Research
MiniMax M3 Uses Sparse Attention for 9.7× Prefill Speedup
MiniMax's M3 model achieves 9.7× prefill speedup and 15.6× decode speedup at 1M tokens, signaling a shift toward sparse attention mechanisms.
Image: Hugging Face
On May 26, MiniMax R&D lead Skyler Miao shared a diagram on X outlining the company's approach to sparse attention in its M3 model. The diagram highlights two key performance metrics: 9.7× prefill speedup and 15.6× decode speedup at 1M tokens. The community widely interpreted this as a teaser for M3, a model that marks a significant departure from its predecessor, M2, which used full attention. The design of M3 separates the process of selecting which key-value (KV) blocks to use from the actual computation of attention, creating two distinct stages: an index branch and a sparse branch. The index branch identifies which blocks to consider, while the sparse branch executes the attention computation using the selected blocks. This approach allows for efficient use of hardware resources and reuses existing kernels like those in vLLM and FlashAttention. *Source: [huggingface](https://huggingface.co/blog/AtlasCloud-AI/minimax-goes-sparse)*
Key points
- MiniMax's M3 model achieves 9.7× prefill speedup and 15.6× decode speedup at 1M tokens.

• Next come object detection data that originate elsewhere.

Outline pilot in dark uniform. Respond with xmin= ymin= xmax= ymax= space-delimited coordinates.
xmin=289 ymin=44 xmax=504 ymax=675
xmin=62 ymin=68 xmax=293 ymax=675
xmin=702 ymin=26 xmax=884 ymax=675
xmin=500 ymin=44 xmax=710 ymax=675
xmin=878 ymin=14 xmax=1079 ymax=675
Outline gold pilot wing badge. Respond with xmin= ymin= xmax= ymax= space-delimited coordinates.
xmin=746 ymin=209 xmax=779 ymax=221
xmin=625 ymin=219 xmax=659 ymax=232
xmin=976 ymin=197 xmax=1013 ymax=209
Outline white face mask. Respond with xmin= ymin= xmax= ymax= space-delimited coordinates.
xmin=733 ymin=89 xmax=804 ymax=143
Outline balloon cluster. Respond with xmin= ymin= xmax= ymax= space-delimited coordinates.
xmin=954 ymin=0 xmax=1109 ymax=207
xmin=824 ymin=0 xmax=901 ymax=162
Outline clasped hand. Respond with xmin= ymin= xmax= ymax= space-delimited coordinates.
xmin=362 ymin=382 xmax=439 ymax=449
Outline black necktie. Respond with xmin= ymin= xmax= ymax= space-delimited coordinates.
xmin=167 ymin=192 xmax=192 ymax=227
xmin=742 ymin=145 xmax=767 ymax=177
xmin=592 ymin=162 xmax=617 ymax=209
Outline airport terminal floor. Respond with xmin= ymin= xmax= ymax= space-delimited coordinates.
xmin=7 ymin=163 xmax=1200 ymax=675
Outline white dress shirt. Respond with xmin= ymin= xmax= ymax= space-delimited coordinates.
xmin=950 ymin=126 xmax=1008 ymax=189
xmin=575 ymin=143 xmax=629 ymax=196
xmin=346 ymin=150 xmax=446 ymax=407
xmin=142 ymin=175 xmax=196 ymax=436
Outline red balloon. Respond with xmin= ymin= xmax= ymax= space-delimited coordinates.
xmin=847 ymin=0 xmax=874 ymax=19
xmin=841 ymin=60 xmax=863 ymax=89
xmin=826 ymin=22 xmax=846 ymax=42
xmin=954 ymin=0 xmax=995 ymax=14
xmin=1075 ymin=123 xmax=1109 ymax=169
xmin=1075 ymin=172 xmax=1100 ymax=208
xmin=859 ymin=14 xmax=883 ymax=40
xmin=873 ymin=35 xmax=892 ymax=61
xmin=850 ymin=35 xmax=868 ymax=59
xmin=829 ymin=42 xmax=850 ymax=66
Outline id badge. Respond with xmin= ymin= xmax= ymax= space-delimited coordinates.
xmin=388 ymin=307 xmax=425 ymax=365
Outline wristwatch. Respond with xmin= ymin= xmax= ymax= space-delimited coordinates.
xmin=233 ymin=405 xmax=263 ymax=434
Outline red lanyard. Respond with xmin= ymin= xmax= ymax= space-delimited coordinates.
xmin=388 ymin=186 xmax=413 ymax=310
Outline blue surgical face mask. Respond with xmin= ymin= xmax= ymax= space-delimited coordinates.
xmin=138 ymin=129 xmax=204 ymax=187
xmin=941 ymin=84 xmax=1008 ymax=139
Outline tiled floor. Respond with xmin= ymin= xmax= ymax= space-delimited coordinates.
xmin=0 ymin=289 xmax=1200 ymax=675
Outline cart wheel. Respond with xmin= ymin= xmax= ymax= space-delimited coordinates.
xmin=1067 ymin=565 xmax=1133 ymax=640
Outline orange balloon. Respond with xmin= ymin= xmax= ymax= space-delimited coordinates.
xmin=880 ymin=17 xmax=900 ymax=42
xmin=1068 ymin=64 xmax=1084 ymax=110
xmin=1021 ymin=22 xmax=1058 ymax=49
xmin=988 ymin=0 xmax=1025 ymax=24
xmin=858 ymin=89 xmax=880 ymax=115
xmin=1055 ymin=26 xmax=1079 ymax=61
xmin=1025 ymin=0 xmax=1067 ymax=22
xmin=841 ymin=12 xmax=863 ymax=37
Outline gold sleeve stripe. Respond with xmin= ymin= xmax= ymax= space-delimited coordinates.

- The diagram outlines a two-stage approach to sparse attention, splitting the selection of KV blocks from the attention computation.
- MiniMax's M3 uses GQA (Grouped Query Attention) as the substrate, avoiding MLA (Multi-Head Attention) for efficiency.
- M3 computes attention on real K/V blocks rather than compressed ones, maintaining the full expressive power of softmax attention.
- The design of M3 eliminates two of the three parallel paths from DeepSeek's NSA approach, retaining only the selection stage.
- The sparsity rate in M3 aligns with the NSA paper's reported range of 6–10%, optimizing performance at the 1M token scale.